The benefits of walking

  • Walking is not a concept. People were built for walking, it’s a natural movement for us.
    Walking lowers your blood pressure and stimulates metabolism.
    Vitamine D and movement boost your immune system.
    It adds strength to your muscles and improves bone density.
    Breathing more deeply and breathing clean air feeds the organs and cells in your body and helps it get rid of toxins.
    The production of the stress hormone cortisol decreases.
    The quality of your sleep increases.

  • Walking outside in nature, gives you a mental boost. Because cortisol levels are lowered, you will feel less anxiety and less feelings of depression. Your mind will feel more clear.
    Studies have shown that when you walk, you become 60% more creative. Cognitive flexibility means that you are better able to generate creative, out-of-the-box ideas, which are still relevant. This boost in creativity is most likely because walking stimulates both sides of your brain.
    Walking outside in nature, has a positive effect on our sleep.
    Walking helps you cultivate body awareness; proprioception. This helps you feel what is happening in your body, and recognise stress signals. Based on these sensations, you can start making other choices, instead of “soldiering on”.
    Slowing down and wandering in nature helps with better body awareness and gets us out of the stress system we are in.

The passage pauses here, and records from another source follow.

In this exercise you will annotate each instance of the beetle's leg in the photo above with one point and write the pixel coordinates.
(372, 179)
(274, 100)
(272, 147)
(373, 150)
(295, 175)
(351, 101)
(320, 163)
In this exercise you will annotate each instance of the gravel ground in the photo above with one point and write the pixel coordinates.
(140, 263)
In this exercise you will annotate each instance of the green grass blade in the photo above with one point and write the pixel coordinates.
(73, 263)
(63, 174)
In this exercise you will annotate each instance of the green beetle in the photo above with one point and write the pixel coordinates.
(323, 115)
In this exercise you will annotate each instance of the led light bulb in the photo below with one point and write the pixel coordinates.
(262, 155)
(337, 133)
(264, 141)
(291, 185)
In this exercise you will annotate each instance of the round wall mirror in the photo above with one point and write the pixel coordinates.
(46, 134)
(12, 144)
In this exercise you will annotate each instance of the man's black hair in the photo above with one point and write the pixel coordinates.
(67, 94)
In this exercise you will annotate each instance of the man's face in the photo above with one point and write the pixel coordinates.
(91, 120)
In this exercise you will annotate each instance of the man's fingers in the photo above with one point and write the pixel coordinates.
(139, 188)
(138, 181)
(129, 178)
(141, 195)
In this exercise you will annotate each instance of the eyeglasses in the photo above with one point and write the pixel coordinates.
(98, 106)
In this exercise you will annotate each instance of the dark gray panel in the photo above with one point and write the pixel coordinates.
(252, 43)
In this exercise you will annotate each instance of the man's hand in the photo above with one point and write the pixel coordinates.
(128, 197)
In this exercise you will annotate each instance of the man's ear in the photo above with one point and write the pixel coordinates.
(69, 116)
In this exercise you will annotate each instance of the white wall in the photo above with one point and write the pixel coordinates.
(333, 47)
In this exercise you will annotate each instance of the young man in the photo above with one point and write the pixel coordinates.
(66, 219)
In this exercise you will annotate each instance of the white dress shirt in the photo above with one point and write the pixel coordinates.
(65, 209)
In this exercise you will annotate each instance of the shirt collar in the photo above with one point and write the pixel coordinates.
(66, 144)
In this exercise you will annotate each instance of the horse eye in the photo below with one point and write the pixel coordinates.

  • Green landscapes boost serotonin levels, a neurotransmitter that has a calming effect on your mood and emotions.
    Emotions influence your posture, and vice versa. You embody your emotions. Studies show that positive words and thoughts stimulate movement ‘forward’ and negative words and thoughts stimulate movement ‘backward’. When walking, you are making a continuous movement forward. Your brain connects this movement to positivity.
    When we feel very stressed, we have the tendency to pull everything into that stress system. We don’t seem to be able to ‘turn off’. Everything becomes about achievement or getting back to our “old self” as soon as possible. We start exercising, not once a week, but 4 times a week. We walk, not for our enjoyment, but because we need to reach our 10,000 steps goal at breakneck speed. Sauntering and wandering, without purpose, will help us to get out of that stress system.
    When you walk together with someone, the synchronised movement (walking in the same rhythm, making the same movements, side by side) strengthens the connection between you. Studies have shown that moving in sync makes you feel more aligned and increases generosity, trust and tolerance toward others.

“Walking is taking the haste out of your thoughts and seeing what is left.”